4       Le chapitre 47 de la loi relative à l’impôt sur le revenu (1999:1229) [inkomstskattelagen (1999:1229), ci-après l’«IL»], intitulé «Report d’imposition», contient des dispositions relatives au report d’imposition lors de la cession d’un immeuble résidentiel privé ou d’un droit d’habitation portant sur un immeuble coopératif privé ainsi qu’au traitement de ce report en cas de cession ultérieure.

5       L’article 2 du chapitre 47 de l’IL, qui concerne les conditions du report d’imposition, dispose:

«Un contribuable peut bénéficier d’un report d’imposition s’il:

1)      déclare une plus-value lors de la cession d’une résidence d’origine,

2)      a acquis ou compte acquérir une résidence de remplacement, et

3)      habite ou compte habiter dans la résidence de remplacement».

6       En vertu de l’article 3, premier alinéa, du chapitre 47 de l’IL, la résidence d’origine s’entend de la résidence privée située en Suède constituant, lors de sa cession, la résidence permanente du contribuable.

7       L’article 5 du chapitre 47 de l’IL, tel que modifié par la loi 2003:1206 (lagen om ändring i inkomstskattelagen 1999:1229), figure dans la partie de ce même chapitre, intitulée «Résidence de remplacement», et prévoit ce qui suit:

«La résidence de remplacement s’entend de l’actif situé en Suède et qui, lors de son acquisition, est constitué:

1)      d’une maison avec terrain formant une unité résidentielle,

2)      d’une maison sur le fonds d’autrui,

3)      d’une maison aménagée pour une ou deux familles avec son terrain dans une unité agricole,

4)      d’un fonds sur lequel se construit une maison telle que visée au point 1 ou 3, ou

5)      d’un logement dans une société de logements privés.»

 La procédure précontentieuse

8       Considérant que les dispositions du chapitre 47 de l’IL et, notamment, celles des articles 2 à 5 de ce chapitre, qui subordonnent le report d’imposition des plus-values issues de la cession d’un immeuble résidentiel privé ou d’un droit d’habitation portant sur un immeuble coopératif privé à la condition que l’acquisition de la nouvelle résidence, dite «résidence de remplacement», se situe sur le territoire suédois, violent les obligations qui incombent au Royaume de Suède en vertu des articles 18 CE, 39 CE, 43 CE et 56, paragraphe 1, CE ainsi que 28, 31 et 40 de l’accord EEE, la Commission a, par lettre du 1er avril 2004, mis cet État membre en demeure de fournir ses observations à cet égard.

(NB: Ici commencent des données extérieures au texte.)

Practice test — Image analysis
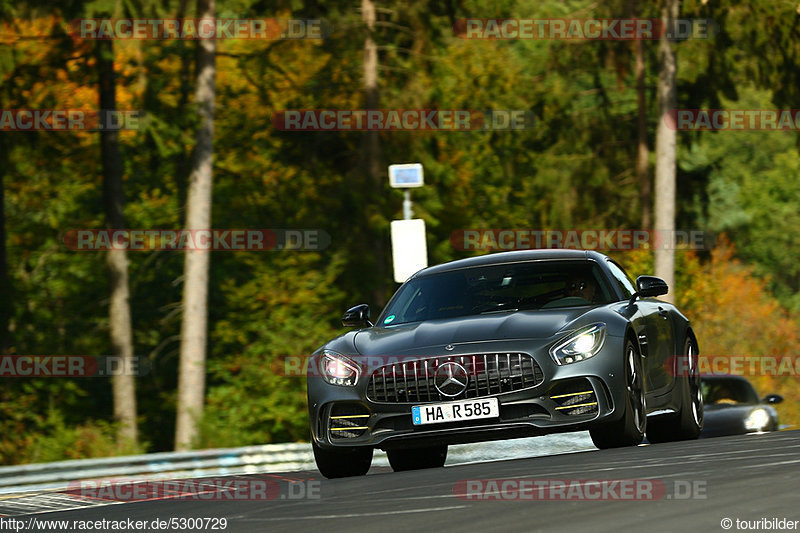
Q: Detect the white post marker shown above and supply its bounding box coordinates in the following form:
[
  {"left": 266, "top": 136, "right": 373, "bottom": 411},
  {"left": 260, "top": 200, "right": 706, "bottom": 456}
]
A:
[
  {"left": 391, "top": 218, "right": 428, "bottom": 283},
  {"left": 389, "top": 163, "right": 428, "bottom": 283}
]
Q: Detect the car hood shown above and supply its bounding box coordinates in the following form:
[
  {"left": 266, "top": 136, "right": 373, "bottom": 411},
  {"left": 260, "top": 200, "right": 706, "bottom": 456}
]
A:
[{"left": 354, "top": 307, "right": 590, "bottom": 355}]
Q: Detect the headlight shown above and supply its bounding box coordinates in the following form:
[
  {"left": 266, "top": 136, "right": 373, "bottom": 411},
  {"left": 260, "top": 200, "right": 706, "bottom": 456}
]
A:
[
  {"left": 319, "top": 350, "right": 361, "bottom": 387},
  {"left": 550, "top": 322, "right": 606, "bottom": 365},
  {"left": 744, "top": 408, "right": 769, "bottom": 431}
]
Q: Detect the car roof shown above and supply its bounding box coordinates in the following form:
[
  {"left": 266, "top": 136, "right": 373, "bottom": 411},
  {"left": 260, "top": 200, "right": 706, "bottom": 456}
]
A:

9       Les autorités suédoises ont, en substance, reconnu que le régime du report d’imposition, tel qu’il résulte notamment de l’application des dispositions combinées des articles 2 à 5 du chapitre 47 de l’IL, constitue un obstacle à la libre circulation des personnes et des capitaux. Toutefois, elles ont considéré que les dispositions en cause sont motivées par des raisons impérieuses d’intérêt général et, plus précisément, par la nécessité d’assurer la cohérence du système fiscal national.

10     N’étant pas convaincue par l’argumentation invoquée par les autorités suédoises, la Commission a émis, le 5 juillet 2005, un avis motivé dans lequel, d’une part, elle a réitéré son grief tiré de ce que les dispositions litigieuses du chapitre 47 de l’IL portent atteinte à la libre circulation des personnes ainsi qu’à celle des capitaux et, d’autre part, elle a invité le Royaume de Suède à prendre les mesures nécessaires pour se conformer à cet avis dans un délai de deux mois à compter de sa notification.

11     Les autorités suédoises ayant, dans leur réponse audit avis motivé, maintenu en substance leur position selon laquelle les dispositions en cause du chapitre 47 de l’IL étaient motivées par la nécessité d’assurer la cohérence du système fiscal national, la Commission a décidé d’introduire le présent recours.

 Sur le recours

12     À titre liminaire, il y a lieu de rappeler que, en vertu d’une jurisprudence constante de la Cour, si la fiscalité directe relève de la compétence des États membres, ces derniers doivent toutefois l’exercer dans le respect du droit communautaire (voir arrêts du 4 mars 2004, Commission/France, C‑334/02, Rec. p. I‑2229, point 21, ainsi que du 13 décembre 2005, Marks & Spencer, C‑446/03, Rec. p. I‑10837, point 29).

13     Il convient d’examiner si, comme le fait valoir la Commission, les dispositions du chapitre 47 de l’IL et, notamment, les dispositions combinées des articles 2 à 5 de ce chapitre, constituent des restrictions aux libertés de circulation des personnes et des capitaux consacrées aux articles 18 CE, 39 CE, 43 CE et 56, paragraphe 1, CE ainsi que 28, 31 et 40 de l’accord EEE.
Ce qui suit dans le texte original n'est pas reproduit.